Canadians Mary Lawson and Rachel Cusk make 2021 Booker Prize longlist
CBC Books | | Posted: July 26, 2021 11:27 PM | Last Updated: July 26, 2021
Two Canadian writers have made the 2021 Booker Prize longlist: Mary Lawson and Rachel Cusk.
The £50,000 ($86,698 Cdn) Booker Prize annually recognizes the best original novel written in the English language and published in the U.K.
Lawson is longlisted for A Town Called Solace.
A Town Called Solace is a novel told from three different perspectives: Clara, a young woman who sits at her window, waiting for her missing sister to return home, Liam, Clara's new neighbour who Clara watches with suspicion, and Mrs. Orchard, the old woman who owns the house Liam is staying in. As their stories unfold, so does the mystery of what happened to Clara's sister and how Mrs. Orchard and Liam are connected.
Mary Lawson is an acclaimed novelist who grew up in Ontario and now lives in the U.K. Her other novels include Crow Lake, The Other Side of the Bridge and Road Ends.

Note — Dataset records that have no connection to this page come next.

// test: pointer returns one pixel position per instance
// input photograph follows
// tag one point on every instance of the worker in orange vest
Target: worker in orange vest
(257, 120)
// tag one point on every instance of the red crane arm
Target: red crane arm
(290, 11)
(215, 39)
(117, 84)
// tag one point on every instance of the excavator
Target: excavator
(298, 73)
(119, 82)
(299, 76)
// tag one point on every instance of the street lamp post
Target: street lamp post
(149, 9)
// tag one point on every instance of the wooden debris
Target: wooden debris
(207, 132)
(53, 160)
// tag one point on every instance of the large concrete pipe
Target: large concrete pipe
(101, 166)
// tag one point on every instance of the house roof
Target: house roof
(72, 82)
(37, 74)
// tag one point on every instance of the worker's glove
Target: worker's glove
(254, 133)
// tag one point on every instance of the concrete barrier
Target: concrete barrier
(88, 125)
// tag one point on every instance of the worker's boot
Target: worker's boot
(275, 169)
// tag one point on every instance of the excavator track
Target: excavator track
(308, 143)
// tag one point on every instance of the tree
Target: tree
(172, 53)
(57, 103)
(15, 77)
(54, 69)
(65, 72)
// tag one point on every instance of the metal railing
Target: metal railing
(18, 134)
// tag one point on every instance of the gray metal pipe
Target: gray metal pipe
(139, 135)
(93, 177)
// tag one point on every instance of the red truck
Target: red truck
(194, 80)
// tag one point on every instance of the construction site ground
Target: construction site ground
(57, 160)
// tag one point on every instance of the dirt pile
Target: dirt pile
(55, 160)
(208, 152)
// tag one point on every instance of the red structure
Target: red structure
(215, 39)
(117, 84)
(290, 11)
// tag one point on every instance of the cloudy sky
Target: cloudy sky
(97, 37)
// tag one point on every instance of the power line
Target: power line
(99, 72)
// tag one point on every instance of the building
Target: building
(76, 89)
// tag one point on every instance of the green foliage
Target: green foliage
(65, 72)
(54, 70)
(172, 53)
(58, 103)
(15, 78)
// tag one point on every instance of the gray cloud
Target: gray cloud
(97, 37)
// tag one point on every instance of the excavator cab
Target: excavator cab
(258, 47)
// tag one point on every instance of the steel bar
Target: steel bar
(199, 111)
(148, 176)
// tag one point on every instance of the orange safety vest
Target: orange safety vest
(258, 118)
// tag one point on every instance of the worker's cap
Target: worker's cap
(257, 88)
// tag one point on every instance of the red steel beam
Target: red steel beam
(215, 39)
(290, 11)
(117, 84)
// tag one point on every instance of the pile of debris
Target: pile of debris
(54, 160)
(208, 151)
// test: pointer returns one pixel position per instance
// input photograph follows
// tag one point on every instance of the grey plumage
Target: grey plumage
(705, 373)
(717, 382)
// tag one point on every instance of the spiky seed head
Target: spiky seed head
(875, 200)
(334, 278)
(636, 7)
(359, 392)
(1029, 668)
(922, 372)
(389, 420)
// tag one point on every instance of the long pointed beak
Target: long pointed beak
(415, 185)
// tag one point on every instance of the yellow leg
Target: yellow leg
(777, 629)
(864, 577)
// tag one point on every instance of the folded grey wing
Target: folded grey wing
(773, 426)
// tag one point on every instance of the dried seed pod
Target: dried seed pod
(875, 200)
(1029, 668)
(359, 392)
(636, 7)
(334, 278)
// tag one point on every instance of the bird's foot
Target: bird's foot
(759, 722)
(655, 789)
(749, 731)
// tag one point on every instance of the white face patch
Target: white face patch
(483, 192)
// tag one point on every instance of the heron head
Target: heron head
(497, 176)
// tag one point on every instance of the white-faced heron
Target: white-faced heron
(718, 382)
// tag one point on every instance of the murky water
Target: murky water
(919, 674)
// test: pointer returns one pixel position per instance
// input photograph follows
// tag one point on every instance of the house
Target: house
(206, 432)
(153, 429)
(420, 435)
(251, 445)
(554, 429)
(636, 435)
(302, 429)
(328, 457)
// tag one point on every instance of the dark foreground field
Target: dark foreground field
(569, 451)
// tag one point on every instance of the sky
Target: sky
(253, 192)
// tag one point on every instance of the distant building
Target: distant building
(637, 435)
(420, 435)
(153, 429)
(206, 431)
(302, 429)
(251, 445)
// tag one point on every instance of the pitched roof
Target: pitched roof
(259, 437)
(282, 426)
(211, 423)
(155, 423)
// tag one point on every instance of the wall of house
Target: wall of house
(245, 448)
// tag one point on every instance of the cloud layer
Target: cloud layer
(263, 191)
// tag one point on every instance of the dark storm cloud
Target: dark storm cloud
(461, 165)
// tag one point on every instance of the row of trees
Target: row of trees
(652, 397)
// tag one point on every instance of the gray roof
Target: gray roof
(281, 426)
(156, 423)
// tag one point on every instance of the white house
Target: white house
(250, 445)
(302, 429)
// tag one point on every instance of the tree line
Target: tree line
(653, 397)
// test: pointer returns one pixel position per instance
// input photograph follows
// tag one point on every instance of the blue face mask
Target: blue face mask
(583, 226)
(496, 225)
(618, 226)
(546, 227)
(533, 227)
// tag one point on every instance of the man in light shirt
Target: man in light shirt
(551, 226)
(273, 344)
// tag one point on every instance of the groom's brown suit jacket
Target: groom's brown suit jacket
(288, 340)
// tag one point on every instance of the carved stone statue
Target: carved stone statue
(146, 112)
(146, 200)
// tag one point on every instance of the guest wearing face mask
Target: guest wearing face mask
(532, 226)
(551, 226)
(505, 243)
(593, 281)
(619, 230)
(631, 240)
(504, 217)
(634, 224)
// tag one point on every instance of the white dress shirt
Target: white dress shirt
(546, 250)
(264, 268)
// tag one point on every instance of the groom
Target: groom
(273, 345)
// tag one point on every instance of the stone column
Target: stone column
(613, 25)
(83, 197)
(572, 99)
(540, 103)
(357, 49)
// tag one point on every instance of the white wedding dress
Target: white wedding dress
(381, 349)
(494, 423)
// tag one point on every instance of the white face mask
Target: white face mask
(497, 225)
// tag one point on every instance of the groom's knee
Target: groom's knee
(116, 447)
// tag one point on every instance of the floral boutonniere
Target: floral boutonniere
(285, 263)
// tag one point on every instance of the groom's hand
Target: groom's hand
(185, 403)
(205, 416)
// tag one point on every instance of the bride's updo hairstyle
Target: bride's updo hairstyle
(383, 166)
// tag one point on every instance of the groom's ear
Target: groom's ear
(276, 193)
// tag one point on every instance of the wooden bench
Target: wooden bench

Crow Lake won the Amazon Canada First Novel Award.
Cusk is longlisted for Second Place.
Second Place is a novel about a woman who invites a famous artist to her remote coastal town. She hopes that his vision and talent will change her life, and her perspective on things. What unfolds is a study of humanity, beauty and connection, as the novel explores how our internal and external lives are connected.
Cusk is a Canadian-born novelist who lives in the U.K. She is best known for her Outline trilogy, which includes the novels Outline, Transit and Kudos. Both Outline and Transit were shortlisted for the Scotiabank Giller Prize, in 2015 and 2017, respectively.
The complete 13-book longlist is:
- A Passage North by Anuk Arudpragasam
- Second Place by Rachel Cusk
- The Promise by Damon Galgut
- The Sweetness of Water by Nathan Harris
- Klara and the Sun by Kazuo Ishiguro
- An Island by Karen Jennings
- A Town Called Solace by Mary Lawson
- No One is Talking About This by Patricia Lockwood
- The Fortune Men by Nadifa Mohamed
- Bewilderment by Richard Powers
- China Room by Sunjeev Sahota
- Great Circle by Maggie Shipstead
- Light Perpetual by Francis Spufford
"One thing that unites these books is their power to absorb the reader in an unusual story, and to do so in an artful, distinctive voice," jury chair Maya Jasonoff said in a press statement.
"Many of them consider how people grapple with the past — whether personal experiences of grief or dislocation or the historical legacies of enslavement, apartheid, and civil war. Many examine intimate relationships placed under stress, and through them meditate on ideas of freedom and obligation, or on what makes us human.
"We are excited to share a list that will appeal to many tastes, and, we hope, generate many more conversations as readers dig in."
The 2021 jury is comprised of American Harvard professor Jasonoff, British theological writer and scholar Dr. Rowan Williams, Nigerian writer Chigozie Obioma, British actor Natascha McElhone and British journalist Horatia Harrod.
The shortlist of six titles will be announced on Sept. 14, 2021. The winner will be announced on Nov. 3, 2021.
No Canadians were recognized for the 2020 prize. Since 2013, authors from any nationality have been eligible.
Margaret Atwood shared the 2019 prize with British novelist Bernardine Evaristo. Atwood was recognized for her novel The Testaments, and Evaristo for her novel Girl, Woman, Other. They split the prize money evenly.
Two other Canadians other than Atwood have won the prize since its inception in 1969: Michael Ondaatje in 1992 for The English Patient and Yann Martel in 2002 for Life of Pi.